The latest in the seemingly endless series of sequels, prequels and spin-offs from the magnificent SF creation of Frank Herbert, Navigators of Dune is set some 10,000 years prior to the groundbreaking classic original. It’s also the concluding volume in a series-within-the-series about the Great Schools of the Dune universe. As with all the many Dune works since Herbert’s death, this one is co-written by his son Brian Herbert and Kevin J. Anderson. Both are capable writers, and multiple award nominees and best selling authors in their own right. So it’s no surprise that this is a crisply written adventure piece that will please many of their fans.
And yet, I found myself vaguely unsatisfied.
Like pretty much everyone, I was wildly impressed by Herbert’s original novel; the desert marvelous world and the society he populated it with were extraordinary. Also, the bitter rivalry between that the Harkonnen and the Atreides families brought to Arrakis (the planet’s official name, lest we forget) supplied intrigue and additional action, which took an unexpected turn when a fugitive Paul Atriedes morphed into a figure comparable to Lawrence of Arabia (the foreigner who becomes leader of the oppressed and less technologically advanced desert natives) before going one better and becoming their literal Messiah (as one of Herbert’s solid sequels proclaimed him in its title).
After his death, Herbert’s son and Anderson have carried one in book after book. However, while I devoured all of Frank’s efforts, this latest is only the second or third of their posthumous Dune books I’ve read. And it’s the first in several years. I hoped the authors had come up with some fresh takes on the whole thing.
It seems that even 10,000 years before Paul, his ancestors and the dreaded Harkonnens were already locked into a generations-old and brutal blood feud. Valya Harkonnen has seized control of the Bene Gesserit Sisterhood and is turning that mystical religious order into a private army that seeks behind the scenes control of the interstellar empire (as well as to exterminate the Atriedes. While some sensible members of the two families (including the younger sister she mostly dominates and the conflicted/ancient Vorian Astriedes) want the bloodletting to halt, other hot-heads (like young Willem Astriedes) are bent on continuing the useless (and frankly dishonorable) battle in the name of family honor. Very frankly, I got tired of the whole long before the frustrating will-they-never-learn ending that insures more of the same in books to come.

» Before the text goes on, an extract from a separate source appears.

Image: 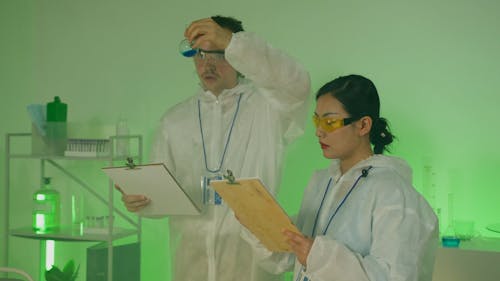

But their feud is really no more than a major subplot in this book–just a single element in a sprawling power struggle for control of the galaxy-wide Imperium. A weak and corrupt Emperor has been murdered, his brother Roderick Corrino has replaced him and is bent on destroying Josef Venport (the shipping tycoon who arranged the killing). Venport’s company controls the mutated Navigators (led by his great-grandmother) who are the only ones capable of safely guiding the fastest ships between worlds.
Meanwhile, a third force–the anti-tech Butlerians–also vies for power under a physically handicapped but spellbindingly charismatic fanatic named Manford Torondo.
Who you gonna root for? My vote, alas, is none of the above. All three groups and their leaders spout high-minded talk about making things better for all of humanity. Yet all three parties are willing to use any method to get what they want. Betrayals (and misunderstandings that seem betrayals to those on the receiving end) abound.
And most infuriating to me is the way everything is focused on the Leader Class. For all their pontificating about humankind’s destiny, etc. all the key characters are perfectly ready to sacrifice untold numbers of the faceless multitudes in pursuit of their own agenda. And they do, each side slaughtering on a grand scale with but the faintest (and largely hypocritical) bit of remorse.
Of course this isn’t the only book where the focus is entirely on the Rulers, while the peasants are being ground into a bloody pulp due to the higher-ups’ decisions. Far from it!
Perhaps I’ve just been seeing it too often of late, and that’s why I feel so discontented here.
A final note: while the Navigators (and their leader Norma Cenva) are important parts of the story, the book overall doesn’t really focus on them. You do learn how the Spacing Guild became an independent force, though.